LogR (np.ndarray(dtype=’float64’)) – Numpy array of shape (19,) wich each required LogR value in it.
p (np.ndarray(dtype=’float64’)) – array of shape (126, 70, 19) where the first axis is the composition axis for the 126 compositions which dsep expects, the second is the temperature axis, and the third is the R axis.

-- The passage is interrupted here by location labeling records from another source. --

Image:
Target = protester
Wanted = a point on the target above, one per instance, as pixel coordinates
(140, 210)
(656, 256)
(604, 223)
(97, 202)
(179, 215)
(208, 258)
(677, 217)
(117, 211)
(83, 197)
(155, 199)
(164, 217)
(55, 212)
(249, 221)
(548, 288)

- pyTOPSScrape.parse.opal.parse_OPAL_opacity_table(path: str) numpy.ndarray ¶
Parse the 126 tables out of a properly formated opacity table which dsep can understand. This idetifies all lines starting with Table # after the summary section and uses those to index where the tables begin. Given that dsep opacity tables are not square and that numpy can only handel rectangular data all rows are padded to the length of the longest row with np.nan. Therefore, nan(s) should be interprited as locations where the opacity table was undefined.
- Parameters
path (str) – path to opacity table
- Returns
p – array of shape (126, 70, 19) where the first axis is the composition axis for the 126 compositions which dsep expects, the second is the temperature axis, and the third is the R axis.
- Return type
np.ndarray
pyTOPSScrape.parse.tops module¶
Author: Thomas M. Boudreaux
Created: September 2021
Last Modified: September 2022
Functions for parsing raw output from TOPS webform
Examples
Say you have some raw output from the TOPS webform saved to a file called “rawOutputTest.dat”, then you may parse that with
>>> rho, LogT, RMO = load_tops("rawOutputTest.dat")
- pyTOPSScrape.parse.tops.extract_composition_path(path: str) Tuple[float, float, float] ¶
Given the name of a TOPS return file (named in the format OP:n_X_Y_Z.dat) extract X, Y, and Z
- Parameters
path (string) – path to TOPS return file
- Returns
X (float) – Hydrogen mass fraction
Y (float) – Helium mass fraction
Z (Metal mass fraction)
- pyTOPSScrape.parse.tops.load_tops(TOPSTable: str, n: int = 100) Tuple[numpy.ndarray, numpy.ndarray, numpy.ndarray] ¶
Given the path to a file queried from the TOPS webform put it into a computer usable form of 3 arrays. One array of mass density, one of LogT and one of log Rossland Mean Opacity
- Parameters
TOPSTable (string) – Path to file queried from TOPS webform
n (int, default=100) – The size of density grid used in TOPS query form.
- Returns
rho (np.ndarray(shape=n)) – Array of mass densities (in cgs) parsed from TOPS table.
LogT (np.ndarray(shape=m)) – Array of temperatures (in Kelvin) parsed from TOPS table.
OPALTableInit (np.ndarray(shape=(m,n))) – Array of Rossland Mean Opacities parsed from TOPS table.